Cuando logró reponerse de la impresión que aquella visión le provocara llamó a emergencias y pidió ayuda. No tardaron en llegar policías, ambulancias y el perito examinador, cuyo ingenio determinó que sus padres habían muerto por intoxicación por alimentos venenosos. Un policía encontró en el refrigerador una copa de helado, con una nota enrollada y clavada a manera de galleta de mantequilla. El perito la desenvolvió y leyó lo que decía de esta manera:
CARTA HELADA. «No quiero vivir atada a esta familia, pero tampoco quiero vivir atada a la culpa. Mi vida ha sido un continuo de lágrimas y risas, un catálogo de ignominia y frustración. Soy sólo un ama de casa más. Y si este tarado impotente me negó la vida artística junto al mar, y si esta maquinita viva de grasa que me dice mamá me ancla al fondo de esta pinche ciudad, entonces tendré que hacer lo único sincero que puedo y los mataré. Confieso haber envenenado a mi familia durante una semana. Con este caballo de Troya introduzco incógnito el potente veneno. No pueden evitar comerlo y yo misma lo he ingerido, y esta tarde les he dado la dosis letal. No puedo odiarlos tanto y seguir tan unida a ellos, pero tampoco podré vivir con la culpa (ni espiritual ni penal), así que me hundiré con mi barco. Éste es el final de una bitácora imaginaria de penares estériles. A continuación un poema a manera de epitafio, que espero –y estoy segura– será publicado en los periódicos. Para que el mundo conozca por fin mi arte perfecto, la expresión de una artista radical que ha tenido toda una vida para pulir cada palabra, para criar cada verso. Atención, pues, que aquí viene:…»
Pero el fragmento estaba borrado por el helado, y de todo el mancherío de tinta y chocolate sólo se pudo sacar en limpio una letra «h». Y ése fue el poema más corto jamás publicado, el más congruente y el más evocativo de la vida de un ama de casa.

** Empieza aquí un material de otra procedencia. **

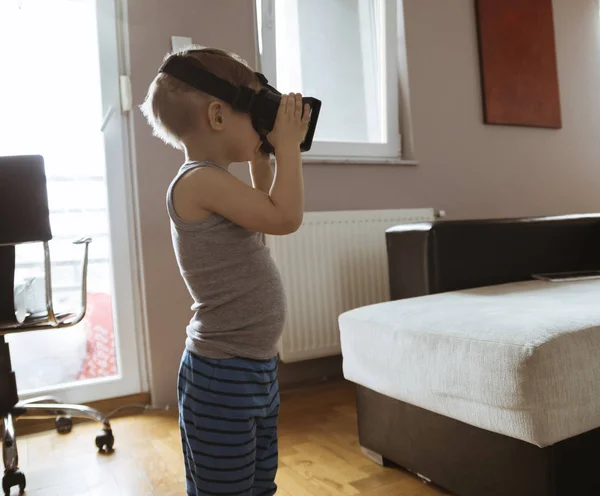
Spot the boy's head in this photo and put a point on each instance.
(183, 116)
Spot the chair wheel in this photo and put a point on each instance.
(105, 440)
(11, 479)
(64, 425)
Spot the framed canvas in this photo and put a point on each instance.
(517, 51)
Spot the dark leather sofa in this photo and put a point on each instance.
(453, 255)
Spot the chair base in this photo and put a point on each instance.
(43, 408)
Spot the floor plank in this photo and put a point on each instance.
(319, 455)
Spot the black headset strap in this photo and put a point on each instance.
(184, 69)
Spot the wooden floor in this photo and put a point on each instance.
(319, 455)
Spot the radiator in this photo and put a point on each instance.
(335, 262)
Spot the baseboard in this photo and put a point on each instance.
(292, 375)
(26, 426)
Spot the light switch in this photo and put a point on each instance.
(180, 43)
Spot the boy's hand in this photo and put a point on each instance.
(291, 123)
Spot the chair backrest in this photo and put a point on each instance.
(24, 214)
(24, 217)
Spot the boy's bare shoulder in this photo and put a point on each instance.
(191, 188)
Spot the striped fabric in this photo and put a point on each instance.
(228, 413)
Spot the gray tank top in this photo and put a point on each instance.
(239, 302)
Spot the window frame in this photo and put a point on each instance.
(326, 151)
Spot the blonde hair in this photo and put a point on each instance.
(171, 106)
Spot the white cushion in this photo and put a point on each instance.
(518, 359)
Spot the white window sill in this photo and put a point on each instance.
(308, 159)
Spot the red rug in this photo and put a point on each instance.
(101, 359)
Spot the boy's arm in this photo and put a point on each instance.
(261, 173)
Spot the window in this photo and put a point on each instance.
(60, 98)
(343, 52)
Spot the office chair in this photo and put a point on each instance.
(24, 218)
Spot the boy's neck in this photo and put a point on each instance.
(200, 153)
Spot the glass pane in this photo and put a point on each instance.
(51, 105)
(334, 50)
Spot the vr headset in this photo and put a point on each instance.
(261, 106)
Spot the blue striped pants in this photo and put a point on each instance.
(228, 413)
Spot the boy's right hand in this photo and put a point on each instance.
(291, 123)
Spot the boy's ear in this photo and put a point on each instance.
(216, 115)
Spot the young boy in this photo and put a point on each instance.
(228, 389)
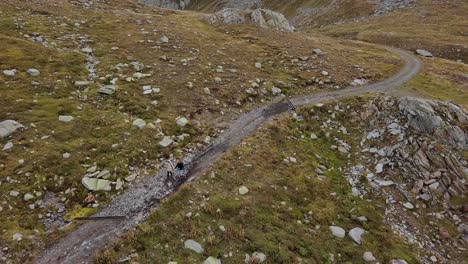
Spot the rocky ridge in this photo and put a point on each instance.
(261, 17)
(412, 156)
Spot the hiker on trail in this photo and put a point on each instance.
(89, 199)
(180, 168)
(170, 168)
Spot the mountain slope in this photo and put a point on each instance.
(72, 132)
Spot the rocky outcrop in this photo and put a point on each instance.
(261, 17)
(436, 118)
(412, 156)
(171, 4)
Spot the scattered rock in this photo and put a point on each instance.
(167, 141)
(131, 177)
(139, 123)
(243, 190)
(9, 73)
(164, 39)
(8, 146)
(359, 82)
(33, 72)
(17, 237)
(93, 184)
(87, 50)
(81, 84)
(261, 17)
(28, 197)
(318, 52)
(211, 260)
(108, 89)
(275, 90)
(356, 234)
(337, 231)
(398, 261)
(193, 245)
(257, 257)
(408, 205)
(66, 118)
(368, 257)
(379, 168)
(8, 127)
(424, 53)
(181, 121)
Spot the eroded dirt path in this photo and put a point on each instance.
(82, 244)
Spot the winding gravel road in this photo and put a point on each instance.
(82, 244)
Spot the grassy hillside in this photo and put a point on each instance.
(437, 26)
(50, 157)
(288, 209)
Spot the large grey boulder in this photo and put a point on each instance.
(108, 89)
(356, 234)
(8, 127)
(424, 53)
(193, 245)
(94, 184)
(337, 231)
(436, 118)
(33, 72)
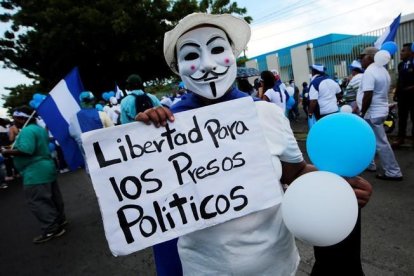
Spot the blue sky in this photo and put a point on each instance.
(277, 24)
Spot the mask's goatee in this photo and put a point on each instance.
(213, 89)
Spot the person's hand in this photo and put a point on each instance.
(362, 189)
(158, 116)
(5, 152)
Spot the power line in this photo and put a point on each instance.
(283, 12)
(316, 22)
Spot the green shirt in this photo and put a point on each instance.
(38, 167)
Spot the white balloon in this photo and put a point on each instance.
(382, 57)
(346, 108)
(320, 208)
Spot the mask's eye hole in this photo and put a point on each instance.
(191, 56)
(217, 50)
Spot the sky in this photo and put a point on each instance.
(278, 24)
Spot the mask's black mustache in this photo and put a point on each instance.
(213, 88)
(212, 73)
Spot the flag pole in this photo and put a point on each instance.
(25, 124)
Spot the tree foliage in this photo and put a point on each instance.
(107, 40)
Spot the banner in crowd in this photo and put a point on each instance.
(153, 184)
(60, 105)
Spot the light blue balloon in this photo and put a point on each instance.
(105, 96)
(52, 147)
(33, 104)
(341, 143)
(38, 97)
(99, 107)
(390, 46)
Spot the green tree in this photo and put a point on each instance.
(107, 40)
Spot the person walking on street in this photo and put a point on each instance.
(374, 88)
(33, 160)
(129, 107)
(323, 93)
(404, 94)
(202, 50)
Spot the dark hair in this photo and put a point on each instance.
(244, 85)
(134, 82)
(268, 80)
(359, 70)
(409, 44)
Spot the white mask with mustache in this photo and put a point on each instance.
(206, 62)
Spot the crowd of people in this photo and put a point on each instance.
(205, 46)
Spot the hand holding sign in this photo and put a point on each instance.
(155, 184)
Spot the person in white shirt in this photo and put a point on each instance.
(202, 50)
(352, 87)
(374, 89)
(323, 93)
(274, 92)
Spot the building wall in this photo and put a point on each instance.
(335, 51)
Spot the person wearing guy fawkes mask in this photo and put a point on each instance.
(202, 50)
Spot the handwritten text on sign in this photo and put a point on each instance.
(154, 184)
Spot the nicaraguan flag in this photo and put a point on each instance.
(57, 109)
(389, 34)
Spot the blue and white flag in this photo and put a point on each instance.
(119, 94)
(389, 33)
(57, 109)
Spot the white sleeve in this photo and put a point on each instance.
(313, 93)
(279, 136)
(368, 81)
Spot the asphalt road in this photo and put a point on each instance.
(387, 232)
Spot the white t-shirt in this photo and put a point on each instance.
(258, 243)
(375, 78)
(326, 96)
(115, 113)
(278, 98)
(290, 90)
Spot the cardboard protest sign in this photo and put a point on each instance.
(155, 184)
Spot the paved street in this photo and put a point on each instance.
(387, 231)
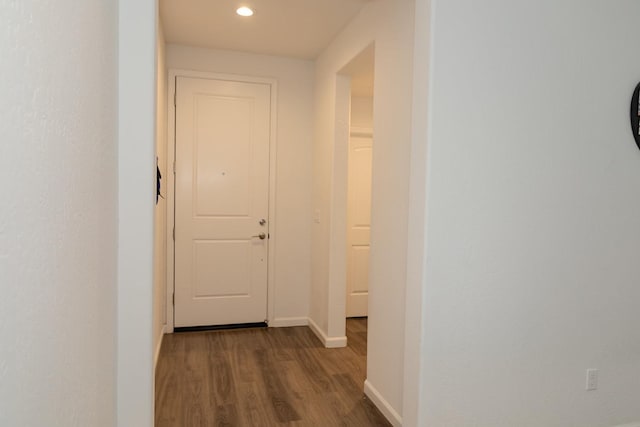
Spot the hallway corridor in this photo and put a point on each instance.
(263, 377)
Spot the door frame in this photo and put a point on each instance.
(171, 157)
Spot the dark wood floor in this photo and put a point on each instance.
(263, 377)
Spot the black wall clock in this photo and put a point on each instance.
(635, 115)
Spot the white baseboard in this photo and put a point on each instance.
(285, 322)
(157, 352)
(372, 393)
(329, 342)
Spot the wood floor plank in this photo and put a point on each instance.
(263, 377)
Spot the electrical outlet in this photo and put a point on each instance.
(592, 379)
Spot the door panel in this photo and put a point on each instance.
(222, 193)
(359, 225)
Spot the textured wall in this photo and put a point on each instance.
(57, 213)
(160, 232)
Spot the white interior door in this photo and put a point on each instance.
(222, 201)
(359, 224)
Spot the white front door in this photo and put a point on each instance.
(359, 225)
(222, 201)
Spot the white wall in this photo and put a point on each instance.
(293, 174)
(58, 229)
(362, 112)
(533, 208)
(137, 88)
(390, 25)
(160, 232)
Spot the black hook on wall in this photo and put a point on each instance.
(635, 115)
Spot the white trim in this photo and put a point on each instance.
(158, 347)
(333, 342)
(372, 393)
(285, 322)
(171, 147)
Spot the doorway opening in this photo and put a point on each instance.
(359, 173)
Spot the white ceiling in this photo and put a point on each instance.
(292, 28)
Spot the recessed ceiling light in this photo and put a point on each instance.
(244, 11)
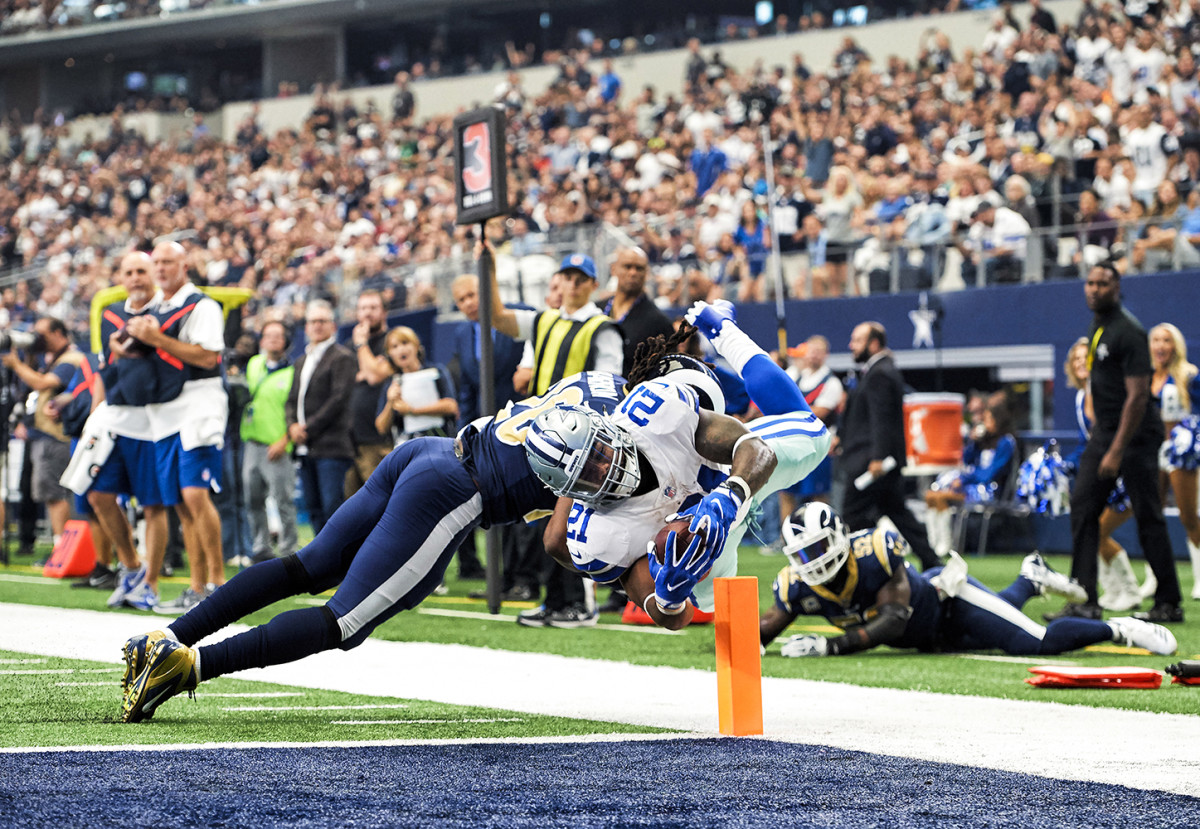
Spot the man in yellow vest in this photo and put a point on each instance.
(565, 341)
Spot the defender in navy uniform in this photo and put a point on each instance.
(385, 550)
(862, 583)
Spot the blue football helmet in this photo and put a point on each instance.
(582, 455)
(687, 370)
(816, 542)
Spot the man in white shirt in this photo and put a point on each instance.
(999, 236)
(187, 425)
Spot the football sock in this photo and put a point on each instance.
(1071, 634)
(252, 589)
(289, 636)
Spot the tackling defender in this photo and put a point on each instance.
(861, 583)
(612, 541)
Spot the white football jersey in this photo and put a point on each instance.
(661, 419)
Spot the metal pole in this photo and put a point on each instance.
(777, 269)
(487, 406)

Pero Fernanda estaba viva. Viva por haber vomitado cada dosis de veneno. Sólo había percibido una porción mínima que le causara malestares, pero estaba a salvo. Pasó al cuidado de una tía anciana, decrépita y olvidadiza y cobró el seguro de vida de sus padres. Vivió con holgura y pudo costearse el gimnasio y la nutrióloga. Así adquirió el cuerpo más egregio de la ciudad, y así su vida hubiera sido perfecta si el hado funesto no hubiese dispuesto algo distinto. Pues Armando, pastor de mujeres, junto con toda la escuela, creyó que la asesina era Fernanda, pues era muy fácil falsificar una nota suicida. Así que la injusticia y la estulticia de la humanidad la hizo víctima del desprecio, del vituperio a sus espaldas y la eterna soledad.
Y así Fernanda cumplió su destino.

[1] Atenea, la que porta la égida.
[2] Dios mensajero con patas de cabra, fanático de las buenas costumbres.
[3] «La Ciclopea», Rapsodia IX de La Odisea, editorial Austral, 1978.